Chitarrista jazz dal tratto fortemente melodico ed evocativo, Bill Frisell ha sempre posto la forma canzone al centro del suo lavoro, confrontandosi, accanto alle sue composizioni, con personali riletture di standard, con la tradizione country e folk americana, con il mondo della musica per il cinema, omaggiando, fra i tanti, Ennio Morricone, Henry Mancini, Nino Rota e John Berry, senza per questo dimenticare l’improvvisazione, comunque al centro delle esibizioni dal vivo.

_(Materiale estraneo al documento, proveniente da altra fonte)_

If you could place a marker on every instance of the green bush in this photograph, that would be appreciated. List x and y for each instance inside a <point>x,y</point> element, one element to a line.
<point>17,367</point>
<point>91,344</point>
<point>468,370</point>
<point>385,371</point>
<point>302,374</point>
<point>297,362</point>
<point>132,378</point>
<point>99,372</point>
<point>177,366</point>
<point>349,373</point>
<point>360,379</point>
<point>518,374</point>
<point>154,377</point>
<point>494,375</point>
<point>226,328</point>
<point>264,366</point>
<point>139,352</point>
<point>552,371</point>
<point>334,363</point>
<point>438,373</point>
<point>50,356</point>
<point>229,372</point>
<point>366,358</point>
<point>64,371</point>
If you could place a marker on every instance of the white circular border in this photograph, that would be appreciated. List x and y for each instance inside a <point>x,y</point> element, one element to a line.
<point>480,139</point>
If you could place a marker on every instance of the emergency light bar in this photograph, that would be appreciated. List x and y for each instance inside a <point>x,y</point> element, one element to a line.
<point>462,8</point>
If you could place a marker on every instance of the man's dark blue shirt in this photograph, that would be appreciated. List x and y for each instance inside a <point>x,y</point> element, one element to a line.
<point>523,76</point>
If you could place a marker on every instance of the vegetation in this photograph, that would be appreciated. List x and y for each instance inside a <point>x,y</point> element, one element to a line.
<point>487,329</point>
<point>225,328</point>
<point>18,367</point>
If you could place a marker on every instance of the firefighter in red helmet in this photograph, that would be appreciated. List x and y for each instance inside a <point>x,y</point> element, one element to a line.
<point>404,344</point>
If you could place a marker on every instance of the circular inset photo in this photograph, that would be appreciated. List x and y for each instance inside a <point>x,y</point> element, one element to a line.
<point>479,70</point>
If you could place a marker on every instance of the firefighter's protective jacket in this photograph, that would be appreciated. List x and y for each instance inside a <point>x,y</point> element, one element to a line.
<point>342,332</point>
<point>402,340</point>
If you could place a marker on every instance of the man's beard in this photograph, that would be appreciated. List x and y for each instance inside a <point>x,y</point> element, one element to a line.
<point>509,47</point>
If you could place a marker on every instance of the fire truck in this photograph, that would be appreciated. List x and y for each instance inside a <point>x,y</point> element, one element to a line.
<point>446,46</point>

Dopo le incisioni per la ECM degli anni ottanta ed un sodalizio più che ventennale con la Nonesuch Records, è del 2019 il passaggio alla Blue Note, storica etichetta jazz statunitense, per la quale a fine 2022 è uscito “Four”, un album di tredici composizioni affidate ad un nuovo quartetto formato da Greg Tardy al sax, Gerald Clayton al piano e Johnathan Blake alla batteria, compagni di scuderia Blue Note con i quali lo abbiamo visto
nell’estate 2023, in quella che è stata l’ultima esibizione romana..
Oggi torna alla Casa del Jazz con quel trio che per anni è stato fra le presenze costanti dell’estate di Villa Osio e che lo vede affiancato da Thomas Morgan al contrabbasso e Rudy Royston alla batteria, trio per l’occasione arricchito dalla presenza di Greg Tardy che, prima di “Four”, era già apparso in “History, Mystery”, ventesimo album di Frisell uscito nel 2008.